Fatima Batool
Contact information
01865 617 283
(ext. 17 283)
Nuffield Department of Primary Care Health Sciences, University of Oxford, Radcliffe Observatory, Woodstock Road, Oxford, OX2 6GG
Research groups
Fatima Batool
Senior Researcher
BSc (Mathematics), MSc, MPhil, PhD (Statistics)
I am interested in a range of methodological developments spanning statistics, causal inference, epidemiology, and the analysis of large-scale medical datasets, including both routinely collected information and data from large observational consortia.
The Oxford-RCGP Research and Surveillance Centre (RSC) national sentinel surveillance network, comprising more than 2000 practices, routinely collects electronic health records data. This data is hosted through a trusted research environment (TRE) called Oxford-RCGP Clinical Informatics Digital Hub (ORCHID). I develop statistical and machine learning methods using this data for infectious disease surveillance. I am member of the Clinical Informatics and Health Outcomes Research group (CIHORG) which is led by Professor Simon de Lusignan. I am involved in:
Wellcome 50-year project: Aimed at creating a longitudinal, linked sentinel database covering the fifty years (QQG) of clinical and virology data, with a prospective research platform for the broader research community. I have developed the Wellcome Surveillance Dashboard as part of this initiative.

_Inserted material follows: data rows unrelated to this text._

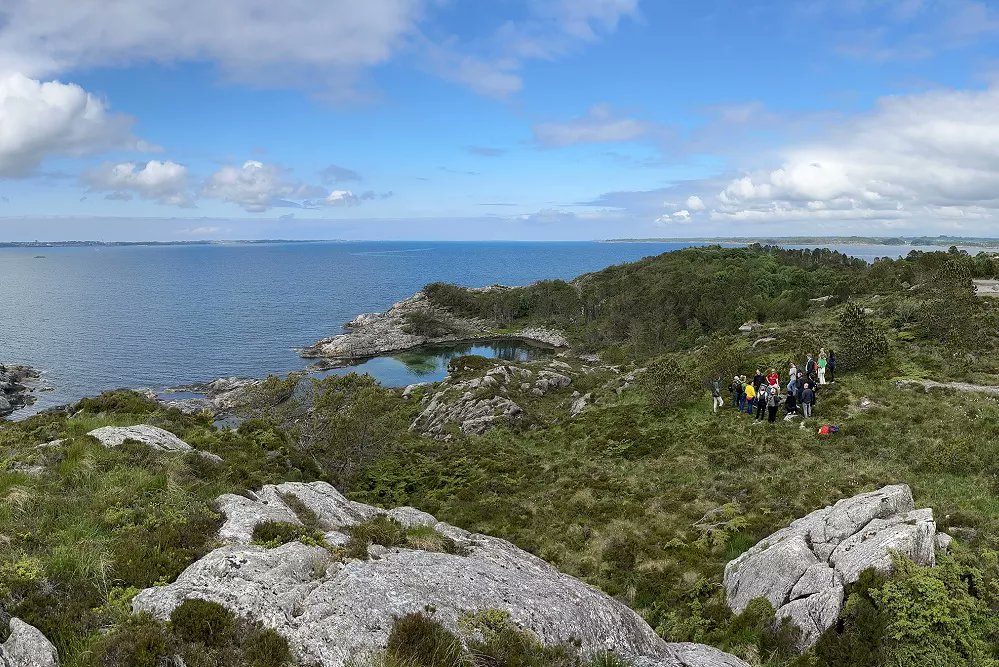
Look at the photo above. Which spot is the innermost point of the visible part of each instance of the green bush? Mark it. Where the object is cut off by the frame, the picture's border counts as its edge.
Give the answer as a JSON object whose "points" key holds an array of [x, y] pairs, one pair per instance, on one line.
{"points": [[273, 534], [419, 641], [203, 622], [670, 382], [264, 647]]}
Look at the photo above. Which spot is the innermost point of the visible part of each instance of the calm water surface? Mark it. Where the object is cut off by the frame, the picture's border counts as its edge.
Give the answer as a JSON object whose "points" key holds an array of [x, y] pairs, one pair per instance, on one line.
{"points": [[100, 318]]}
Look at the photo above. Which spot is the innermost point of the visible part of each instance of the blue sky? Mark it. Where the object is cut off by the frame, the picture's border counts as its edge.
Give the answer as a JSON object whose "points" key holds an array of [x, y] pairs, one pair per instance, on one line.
{"points": [[508, 119]]}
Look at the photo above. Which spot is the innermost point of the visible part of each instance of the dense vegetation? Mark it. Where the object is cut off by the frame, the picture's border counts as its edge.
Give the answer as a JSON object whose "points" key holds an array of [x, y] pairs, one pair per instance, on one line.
{"points": [[647, 495]]}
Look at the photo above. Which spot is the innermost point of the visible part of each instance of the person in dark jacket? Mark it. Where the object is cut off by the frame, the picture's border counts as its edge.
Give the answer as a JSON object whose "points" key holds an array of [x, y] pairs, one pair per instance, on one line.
{"points": [[807, 400], [790, 403], [761, 402], [773, 400]]}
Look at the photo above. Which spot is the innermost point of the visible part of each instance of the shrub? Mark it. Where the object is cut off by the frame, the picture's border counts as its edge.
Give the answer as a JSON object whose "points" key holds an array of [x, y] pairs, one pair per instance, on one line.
{"points": [[203, 622], [669, 382], [863, 343], [419, 641], [273, 534], [264, 647], [140, 642], [427, 324]]}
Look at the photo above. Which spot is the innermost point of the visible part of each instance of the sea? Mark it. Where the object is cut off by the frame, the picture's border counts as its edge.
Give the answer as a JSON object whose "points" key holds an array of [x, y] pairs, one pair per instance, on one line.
{"points": [[98, 318]]}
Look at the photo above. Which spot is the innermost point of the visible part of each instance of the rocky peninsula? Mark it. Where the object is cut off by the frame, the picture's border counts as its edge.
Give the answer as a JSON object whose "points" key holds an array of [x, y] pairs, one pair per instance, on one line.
{"points": [[417, 322], [17, 386]]}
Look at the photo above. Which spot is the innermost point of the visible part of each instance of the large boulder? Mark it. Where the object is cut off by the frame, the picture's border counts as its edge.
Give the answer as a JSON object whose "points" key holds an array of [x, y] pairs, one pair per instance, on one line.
{"points": [[151, 436], [333, 611], [27, 647], [802, 569]]}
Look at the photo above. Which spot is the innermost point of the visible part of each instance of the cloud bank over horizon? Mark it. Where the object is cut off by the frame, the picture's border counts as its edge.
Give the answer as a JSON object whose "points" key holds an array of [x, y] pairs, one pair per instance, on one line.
{"points": [[570, 119]]}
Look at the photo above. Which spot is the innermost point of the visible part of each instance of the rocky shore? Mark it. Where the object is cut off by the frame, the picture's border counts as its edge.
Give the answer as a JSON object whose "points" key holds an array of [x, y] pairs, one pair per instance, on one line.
{"points": [[17, 386], [413, 323]]}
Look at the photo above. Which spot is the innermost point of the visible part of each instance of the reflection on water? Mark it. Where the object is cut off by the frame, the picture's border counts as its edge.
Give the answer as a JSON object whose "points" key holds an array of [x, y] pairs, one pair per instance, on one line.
{"points": [[430, 364]]}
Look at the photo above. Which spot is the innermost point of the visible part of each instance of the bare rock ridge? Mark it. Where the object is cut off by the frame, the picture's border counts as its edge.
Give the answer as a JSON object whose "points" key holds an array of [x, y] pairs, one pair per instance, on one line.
{"points": [[373, 334], [803, 569], [151, 436], [17, 383], [27, 647], [332, 612]]}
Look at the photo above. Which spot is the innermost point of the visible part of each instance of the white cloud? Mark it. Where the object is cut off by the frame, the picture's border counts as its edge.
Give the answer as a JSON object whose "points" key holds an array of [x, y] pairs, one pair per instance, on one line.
{"points": [[256, 187], [42, 119], [251, 40], [599, 125], [164, 182], [695, 203], [917, 157]]}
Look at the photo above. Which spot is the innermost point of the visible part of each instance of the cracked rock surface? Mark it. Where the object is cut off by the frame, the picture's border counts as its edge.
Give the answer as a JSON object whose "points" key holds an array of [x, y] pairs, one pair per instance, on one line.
{"points": [[27, 647], [332, 612], [803, 569]]}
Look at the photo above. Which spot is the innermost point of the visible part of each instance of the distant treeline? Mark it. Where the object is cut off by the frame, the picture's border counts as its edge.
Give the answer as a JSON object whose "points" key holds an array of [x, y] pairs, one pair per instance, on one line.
{"points": [[666, 302]]}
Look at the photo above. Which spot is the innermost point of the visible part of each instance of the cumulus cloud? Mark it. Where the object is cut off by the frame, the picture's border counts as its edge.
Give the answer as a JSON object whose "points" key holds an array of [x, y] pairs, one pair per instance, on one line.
{"points": [[600, 125], [250, 40], [923, 157], [163, 182], [41, 119], [256, 187]]}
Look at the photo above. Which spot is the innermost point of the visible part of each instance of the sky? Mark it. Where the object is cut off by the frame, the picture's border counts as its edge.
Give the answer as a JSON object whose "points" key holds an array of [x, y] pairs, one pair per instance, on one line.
{"points": [[497, 119]]}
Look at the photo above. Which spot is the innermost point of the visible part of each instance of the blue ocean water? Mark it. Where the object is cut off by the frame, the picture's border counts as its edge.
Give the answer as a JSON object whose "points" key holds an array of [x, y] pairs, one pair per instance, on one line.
{"points": [[158, 316]]}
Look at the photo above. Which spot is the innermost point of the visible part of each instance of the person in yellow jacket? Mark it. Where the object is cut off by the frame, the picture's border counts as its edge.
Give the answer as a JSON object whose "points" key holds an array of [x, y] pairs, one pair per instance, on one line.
{"points": [[750, 399]]}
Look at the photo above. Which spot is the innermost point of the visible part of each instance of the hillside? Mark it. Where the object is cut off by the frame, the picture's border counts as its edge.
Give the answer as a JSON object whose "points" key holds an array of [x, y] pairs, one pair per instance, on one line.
{"points": [[642, 491]]}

I am also working on the ObservatARI study, which is funded by Moderna, for the surveillance of ARI-related pathogens such as COVID, influenza, and RSV.
Methodology-wise, my research interest lies in dimensionality reduction, unsupervised machine learning, and causality. This also involves the use of genomics to understand the genetic basis and causal pathways of complex diseases. Disease-wise, I have worked with conditions such as diabetes, strokes, cancer, cardiovascular disease, and neuro-psychiatric disorders.
I have worked with genome-wide association studies (GWAS), eQTL gene expressions across tissues (GTEx Consortium) of EMBL-EBI, GIANT, MEGASTROKE, and DIAGRAM. I have explored multiple cis and trans gene regions, such as GLP1 for risk of cancer and FTO for risk of diabetes, to infer causal pathways relevant to drug discovery. Previously, I have also developed machine learning predictive models for the ageing population. Before that I have developed theoretical Randomized Response Methods (RRMs) for sampling in sensitive surveys.
TEACHING
Most recently, I have lectured and was module organiser for the Programming in C++ for Finance course. Prior to this, I have delivered various sessions in statistics, data science, and machine learning courses to undergraduate, graduate, and industry professionals.
SUPERVISIONS
I am currently supervising an FHS project. I have supervised MPhil, MSc, and undergraduate students and theses.
I am open to research collaborations and advising MSc and PhD students.